In 1992, when my father called to tell me: "Lucia, I've written you into my will," I was not sure how to respond. For as long as I could remember, my father Glen Howard Small, futuristic architect, had never planned for his future. He had always been broke or on the verge of it. He would say that it was because he was "true to his vision - a vision the world isn't ready for.” He continued: "I'm leaving you all my drawings and models - the Biomorphic Biosphere, Turf Town, the Green Machine. If I can't do it before I die, I want you to write a book about my work."
Quickly, I tried to assess whether this was an honor or a curse. I questioned whether or not I could live up to the challenge. Did I even want to? I offered to make a film instead - while he was still alive. Only after the conversation ended did I realize the implications of what I had suggested. I wondered how I could make a movie about a maverick visionary architect and, more importantly, why I would choose to venture down the treacherous path of examining my father's life.
I immediately realized that the film I wanted to make differed from that which my father had envisioned. He couldn’t really expect me to be objective, could he? Dad wanted a retrospective of his professional achievements, while I wanted to focus on all aspects of his life, including those that affected my family, his second family, and the girlfriends that followed. He ultimately agreed, as long as I "got the work down."

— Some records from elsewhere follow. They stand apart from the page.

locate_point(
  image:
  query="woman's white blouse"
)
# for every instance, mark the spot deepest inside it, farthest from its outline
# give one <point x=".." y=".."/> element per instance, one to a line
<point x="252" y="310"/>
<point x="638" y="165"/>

During the making of the film, I struggled to remain true to my own vision, battling the notion of what my father deemed "important" for the film and what I saw as critical. Many years later, older and a tad wiser, I see that I've been able to stand my ground, albeit not always easily; Dad finally seems to like the film. But that didn't prevent him from rewriting his will, bequeathing the biographer's job to all of his children.

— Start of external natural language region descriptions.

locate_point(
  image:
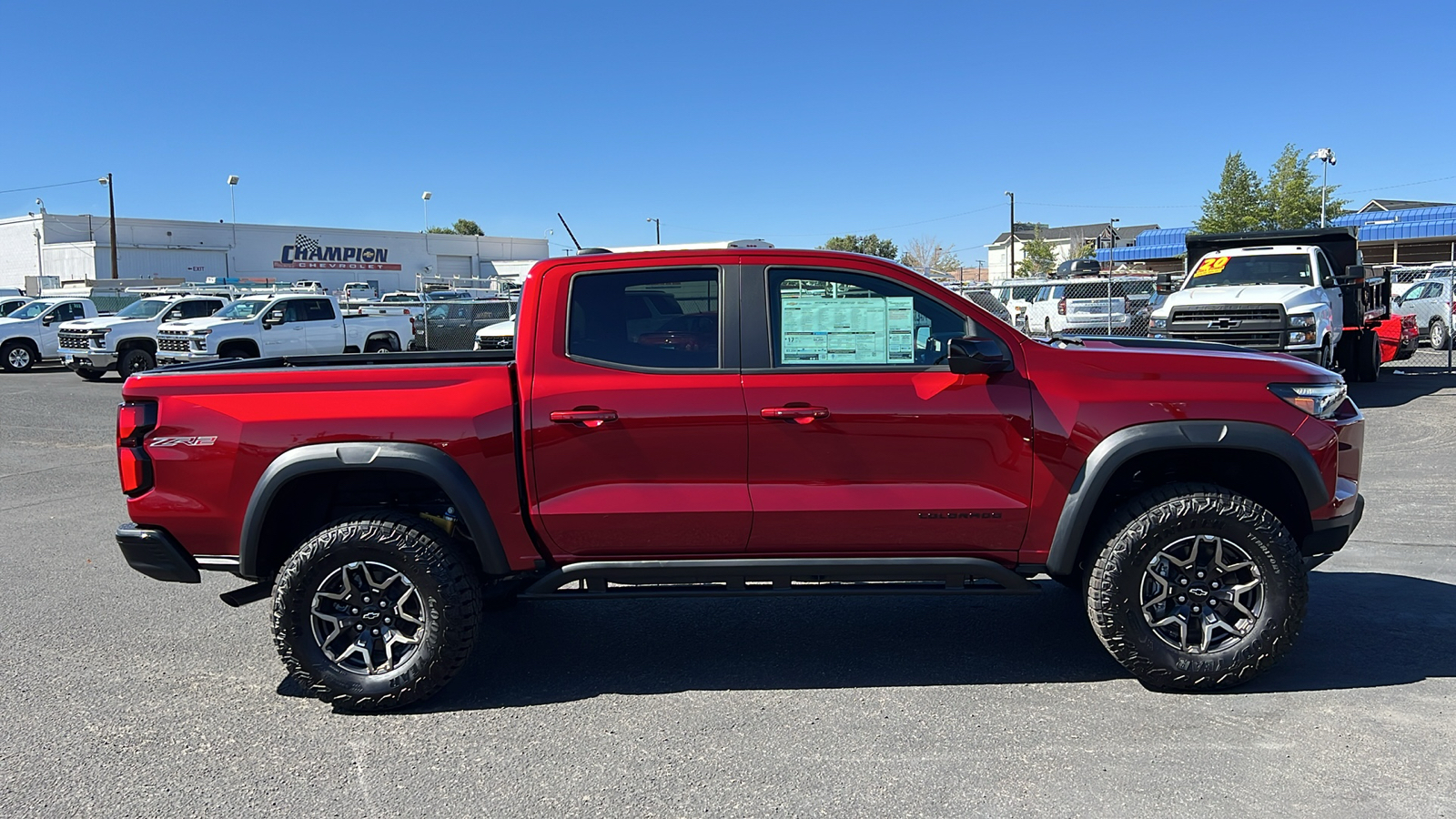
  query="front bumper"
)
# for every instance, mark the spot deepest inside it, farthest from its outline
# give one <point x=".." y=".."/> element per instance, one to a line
<point x="155" y="554"/>
<point x="171" y="358"/>
<point x="89" y="359"/>
<point x="1330" y="535"/>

Then, in late 2002, nearing the end of our festival whirlwind, I couldn’t help but promise my father that if he ended up building any significant buildings, I would film him again. In 2003, just as he was breaking ground on a couple government buildings in Managua, Nicaragua, I got an e-mail from my father: ”Genius II must be made.” Soon thereafter, I flew down with a Director of Photography, Allie Humunek, to spend several days filming his life and work. Along with various other projects in development, Genius II is now in the works.